Gulf Arab states are telling the US that any deal with Tehran should do more than end the war, and must permanently curb Iran’s missile and drone capabilities and ensure global energy supplies are never again “weaponised”, four Gulf sources said.
US President Donald Trump has extended his deadline for Iran to reopen the Strait of Hormuz, which carries about 20% of global oil and liquefied natural gas supplies, or face the destruction of its energy plants.
But the big question confronting Gulf policymakers is no longer how the Iran war ends, but what kind of regional order follows, the four Gulf sources with knowledge of the matter told Reuters.
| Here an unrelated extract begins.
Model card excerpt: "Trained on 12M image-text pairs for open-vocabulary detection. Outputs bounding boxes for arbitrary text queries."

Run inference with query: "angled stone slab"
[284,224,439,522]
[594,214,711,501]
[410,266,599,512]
Gulf officials, whose countries have been repeatedly fired on by Tehran during the US-Israeli war on Iran, have told Washington in private meetings that the Islamic Republic has left them no diplomatic “off-ramp”, the sources said.
The officials want any deal to lock in enforceable restraints on missile and drone attacks on energy and civilian assets, threats to oil and shipping routes, and proxy warfare, the sources added.
Any agreement must rewrite the rules of engagement by providing guarantees that the Strait of Hormuz is never again used as a tool of war and Gulf states must be written into the architecture of what comes next, they say.
“The real challenge is not persuading Iran to stop the war, but ensuring the Gulf is not left exposed to the same dynamics that made it possible in the first place,” Ebtessam Al‑Kerbi, president of the Emirates Policy Centre, told Reuters.
Yousef al‑Otaiba, the United Arab Emirates’ ambassador to the United States, has framed the war not as a crisis to be frozen but as a test of whether Iran can still hold the global economy hostage afterwards.